# 2 years and still crying



## Sue Smart (Jul 12, 2002)

It is coming up to the 2 year anniversary of Layla's crossing. I love Kayleigh and Vixen but that doesn't help my heartbreak. I wish I could go back and do things differently. I know it was the right thing to do and Daniel, my vet, agreed when I got her there. I hate going over Harmonsworth where she was so happy swimming, I miss the ease of owning her, not worrying about where she was 'cos she was always there. I know she was one in a million - God Bless you my love and although Kayleigh gets on well with Vixen it is not like the bond she had with you.


----------



## PaddyD (Jul 22, 2010)

My last dog died 2 years ago this month and I know how you feel. We refer to her as Saint Daisy because she was such a sweet dog.


----------



## Lilie (Feb 3, 2010)

They leave such a void in our hearts. Big hugs to you.


----------



## poohbearsdad (Mar 24, 2008)

My Poohbear passed away 2 years ago this month. Still miss her to tears. Although Chloe has been a fine replacement, she still isn't Poohbear, and I know I can't expect her to be.

May happy memories of Layla be healing for you.


----------



## 1sttimeforgsd (Jul 29, 2010)

They are forever in our hearts, and we will always have our precious memories. Till we meet again at the bridge. :angel:


----------



## Remo (Sep 8, 2004)

I know exactly what you are talking about. I wonder if the day will ever come that I don't have a melt down and tears at least once a day over the loss of Remo.


----------



## DnP (Jul 10, 2008)

My heart goes out to you. Sending you :hugs:

It has been over 4 years since I lost Dakota. The intense hurt seems to ease, but the longing and sadness always seems to be there. Our heart dogs cannont be "replaced". I find it hard not to compare Phoenix with Dakota, so I remind myself that they are completely different dogs and Phoenix brought something new to my life. 

Mourn and remember...grief has it's own timeline!


----------



## Stosh (Jun 26, 2010)

That saying "time heals all wounds" can be so wrong--time can just make things harder. I know how you feel, I absolutely adore Stosh but it's been two years since we lost Omy and I can hardly talk about her without crying.


----------



## lisgje (Sep 3, 2010)

I still cry when I think of Shane, he passed away 10/09. I miss him so much! My friends and I still refer to him as "the best worst dog ever"! He was such a handfull, right up to the end. Miss that guy always trying to take money out of my wallet, standing up and taking my sunglasses off the top of the china cabinet and knocking over peoples drinks with his nose when they were not looking at parties so he could drink them! LOL


----------



## Sue Smart (Jul 12, 2002)

I especially cry with certain songs, Layla unplugged, Unbreak my heart, Run. I flick through the music TV channels and dissolve in tears. I obviously can't play music in the car and have talking books on my Tomtom. My appreciation to your commiserations when you are in just as much pain as me. 

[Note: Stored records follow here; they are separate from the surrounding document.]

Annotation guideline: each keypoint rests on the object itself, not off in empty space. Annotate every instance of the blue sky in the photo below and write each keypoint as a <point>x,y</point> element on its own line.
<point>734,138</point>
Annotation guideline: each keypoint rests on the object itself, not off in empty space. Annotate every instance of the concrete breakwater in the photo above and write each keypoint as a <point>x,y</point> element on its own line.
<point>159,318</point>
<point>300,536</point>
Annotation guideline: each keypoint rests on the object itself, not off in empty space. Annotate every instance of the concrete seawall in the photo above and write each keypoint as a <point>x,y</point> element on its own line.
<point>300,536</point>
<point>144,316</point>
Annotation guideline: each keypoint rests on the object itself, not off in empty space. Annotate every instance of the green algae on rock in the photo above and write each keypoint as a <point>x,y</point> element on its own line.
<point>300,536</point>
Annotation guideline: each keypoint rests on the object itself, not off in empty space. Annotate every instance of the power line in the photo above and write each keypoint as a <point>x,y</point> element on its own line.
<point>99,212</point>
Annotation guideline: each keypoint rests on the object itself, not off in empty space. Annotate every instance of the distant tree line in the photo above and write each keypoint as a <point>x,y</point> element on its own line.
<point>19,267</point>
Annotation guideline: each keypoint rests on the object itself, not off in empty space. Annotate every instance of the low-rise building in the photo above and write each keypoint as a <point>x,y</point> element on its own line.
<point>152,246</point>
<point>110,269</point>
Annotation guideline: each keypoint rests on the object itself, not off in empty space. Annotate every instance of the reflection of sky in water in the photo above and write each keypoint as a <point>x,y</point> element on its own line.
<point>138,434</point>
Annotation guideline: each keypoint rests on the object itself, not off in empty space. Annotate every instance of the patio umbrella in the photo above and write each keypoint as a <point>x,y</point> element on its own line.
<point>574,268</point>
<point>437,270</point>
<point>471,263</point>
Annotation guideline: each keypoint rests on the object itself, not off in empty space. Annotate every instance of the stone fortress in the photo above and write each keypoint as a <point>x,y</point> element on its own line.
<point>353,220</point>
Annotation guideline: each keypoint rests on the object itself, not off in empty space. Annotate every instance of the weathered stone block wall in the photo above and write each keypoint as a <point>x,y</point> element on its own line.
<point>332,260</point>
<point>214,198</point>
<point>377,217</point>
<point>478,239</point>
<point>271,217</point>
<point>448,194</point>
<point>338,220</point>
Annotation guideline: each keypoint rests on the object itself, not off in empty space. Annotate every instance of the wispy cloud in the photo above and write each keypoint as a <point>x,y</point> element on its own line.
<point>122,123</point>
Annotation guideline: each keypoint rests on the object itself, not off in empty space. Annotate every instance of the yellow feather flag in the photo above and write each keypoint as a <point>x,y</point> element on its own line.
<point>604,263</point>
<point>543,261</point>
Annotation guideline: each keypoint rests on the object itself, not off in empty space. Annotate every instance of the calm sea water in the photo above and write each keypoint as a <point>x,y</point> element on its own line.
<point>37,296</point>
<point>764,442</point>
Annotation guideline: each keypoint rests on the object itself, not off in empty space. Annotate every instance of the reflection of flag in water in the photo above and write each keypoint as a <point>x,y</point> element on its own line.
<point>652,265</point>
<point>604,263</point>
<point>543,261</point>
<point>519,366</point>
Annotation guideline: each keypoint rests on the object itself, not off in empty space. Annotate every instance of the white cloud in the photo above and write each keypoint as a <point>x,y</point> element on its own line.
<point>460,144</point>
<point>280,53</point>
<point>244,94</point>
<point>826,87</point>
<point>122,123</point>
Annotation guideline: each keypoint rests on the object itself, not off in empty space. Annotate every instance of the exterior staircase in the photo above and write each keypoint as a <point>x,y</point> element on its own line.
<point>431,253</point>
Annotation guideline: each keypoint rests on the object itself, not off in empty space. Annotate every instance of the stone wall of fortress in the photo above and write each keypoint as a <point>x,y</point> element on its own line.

Layla New :: MVI_0009-1.mp4 video by laylasmum - Photobucket

Layla New :: MVI_0021AVI.mp4 video by laylasmum - Photobucket


----------



## pache11 (Dec 20, 2010)

They say time heals all wounds, but alot of the time it only scabs them over for bit. They take such a long time to stop bleeding and pain will slowly diminish. Years later they seem like echos to me and I struggle to remember the little details. Then a smell, or another shepherd will move a certain way and then it is as if it happened only yesterday. The pain then seems just as deep as when it first happened. The tears dry a bit quicker, and the scabs form faster. These are my scars and I wear them proudly for they are the product of deep love and respect. The pain is tempered by the love and change formed deep in my heart. I would and could never go back and I wouldn't want to for this is what makes me who I am today and helps me to feel compassion for those who hurt. This life isn't paradise and we are not gods. We try the best we can and make plenty of mistakes. Our dogs seem to understand this better then we do and live a life that forgives so much. I believe there is a life after death and a compassionate Creator who feels the pain just as deeply as we do. I look forward to the hope of seeing my friends again.

Sue, I am so sorry for your loss... I don't and can't know how you feel and I pray for healing. It is so hard to forgive ourselves and I second guess all the wrong decisions I have made and some of them have caused me and others great pain. I hope I have learned a little in the process and can help others in the future. Tears fill my eyes reading about your story and life with Layla because I know it is hard and dark at times.

Sincerely, Peter


----------



## rockhead (Jul 8, 2007)

You're not alone.

Eich died more than two years ago. Rookie is freaking awesome, but I still get watery over the thought of Eich playing hockey with me on the driveway.


----------



## MikeyMerciless (Jan 15, 2011)

I'm sorry for your loss. Remember she's in a better place and even happier and healthier than before. R.I.P. Layla. I still miss Benny too, and it's been 10 years.


----------



## RebelGSD (Mar 20, 2008)

I lost my BoBo 1.5 years ago and it is like yesterday. His pal he grew up with is still with me and every time I look at him I think of BoBo missing from our life. It was always the two of them, together every moment. I have other dogs, but the pain is still there and I don't think it will go away. We just celebrated his birthday without him being present.


----------



## VegasResident (Oct 4, 2006)

just over a year for me. Lost my sweet Bink right before Thanksgiving 2009. I bawled at every Christmas song. She was my gentle giant. 

Each pup is like a different child. You don't really love them more, you love them differently.

They each bring something special and needed to your life. 

My 8 month old boy, Romeo, though a total pain in the a** sometimes, relishes life and every human within his reach and fits me for who I am right now.


----------



## Caledon (Nov 10, 2008)

It took me two years to get over my perfect dog, Murphy. I still tear up when I see her picture. 

To get me past those moments I just think about how lucky I am to have a dog that I loved so much that four years later I still miss her. 

Our pets do have a special spot in our hearts.

Time may not heal, but at least the crying becomes less frequent.


----------